Open tank or buffer vessel 5

[Thermo01]

Is there a reason why in process cooling, open tanks (sometimes with Weir plates) tend to be used rather than a low loss header or buffer vessel?

We have a site where we have been asked to combine 3 separate chilled water systems into one (2 x 40kw and 1 x 60kw chiller). All 3 systems have their own pipework pumps, heat exchangers, etc.

The plan would be to have 1 Chiller (140kw of cooling) with primary pumps, feeding a LLH or buffer vessel. The individual areas would then take off the LLH or buffer vessel with their own pumps. Whenever I come across open tanks, they always seem to have issues with the pumps cavitating (I understand they probably haven't worked out the NPSH to prevent this) but there must be a reason why an open tank has been used rather than a pressurised system.

Any suggestions would be appreciated

Thanks

 

[1503-44]

Don't know, but might there be advantages to reducing pressure to atmos, having some evaporation and allowing excess heat to escape at the open tank?
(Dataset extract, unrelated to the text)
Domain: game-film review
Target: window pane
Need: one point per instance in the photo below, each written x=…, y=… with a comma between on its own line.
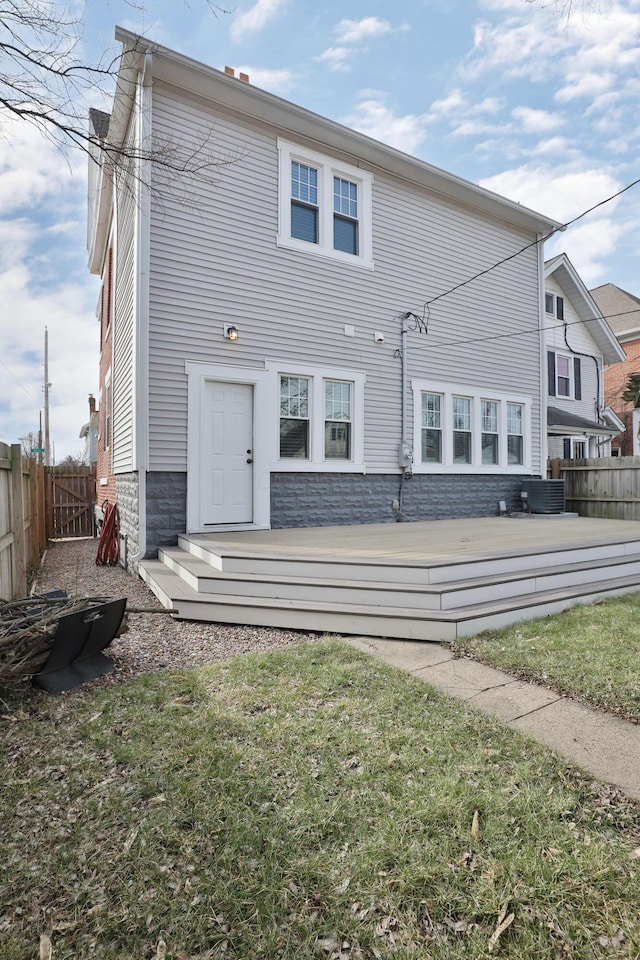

Like a cooling tower ... without the tower?

If you think I am wrong about anything I say, then please do correct me, but please also refrain from condescending lectures to myself and others here, in the preschool level details of chem, math and physics. Thank you. I will try to do the same.

 

[Rputvin]

When you're not changing elevation it's a lot easier to have an open tank (or "nearly" open as the case may be) as your controlled low-pressure location instead of pressurizing, dealing with volume changes as temperatures swing, having pressurized makeup available, code/safety relief valves or the added headache of a central safety system, introducing air from servicing sections of the line, not being able to read a pressure gauge without finding the "zero" gauge to get your delta, etc.
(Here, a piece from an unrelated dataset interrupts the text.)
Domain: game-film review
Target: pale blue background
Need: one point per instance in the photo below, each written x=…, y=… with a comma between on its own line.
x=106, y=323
The atmospheric tank simplifies a lot of those issues, and most companies won't really have design or code requirements if there's no pressurization happening other than some minimal pump head, so the cost of the install comes down significantly as well.

The more complicated you make it, the more expensive it becomes to bid, engineer, build, etc.

And keep in mind not everything likes to live on a pressurized loop. Most of the equipment I deal with has a backpressure requirement of <5psig, so an open tank is basically a requirement.

 

[LittleInch]

Well with an open tank you know for definite what the pressure will be.

Why your pumps cavitiate or ones you've seen I don't know, but there are many badly designed HVAC systems around so maybe they didn't understand the basics of liquid flow - who knows?

What's a LLH? It's always best to spell out abbreviations in full first as we all use different ones sometimes.

The thing you really need to watch when doing something like this is whether your one new big machine can handle the turndown and not start short cycling.

Sometimes more smaller units give you better flexibility and a more even temperature in your chilled water.

Remember - More details = better answers
Also: If you get a response it's polite to respond to it.

 

[1503-44]

Rvputvin, great post. I read an article last week about how the world is so in to solutions that always add things and making them more complex, rather than taking things away, or building simple things that work well. Like everything has to have all the latest lights, bells and whistles. Perfect example. Thanks.

If you think I am wrong about anything I say, then please do correct me, but please also refrain from condescending lectures to myself and others here, in the preschool level details of chem, math and physics. Thank you. I will try to do the same.

 

[FacEngrPE]

In the HVAC world a water tank can be sized to buffer swings in cooling load. and time shift loads. A decoupling manifold will work fine if you do not need thermal storage.
Thermal storage can also be sized to minimize short cycling of chillers.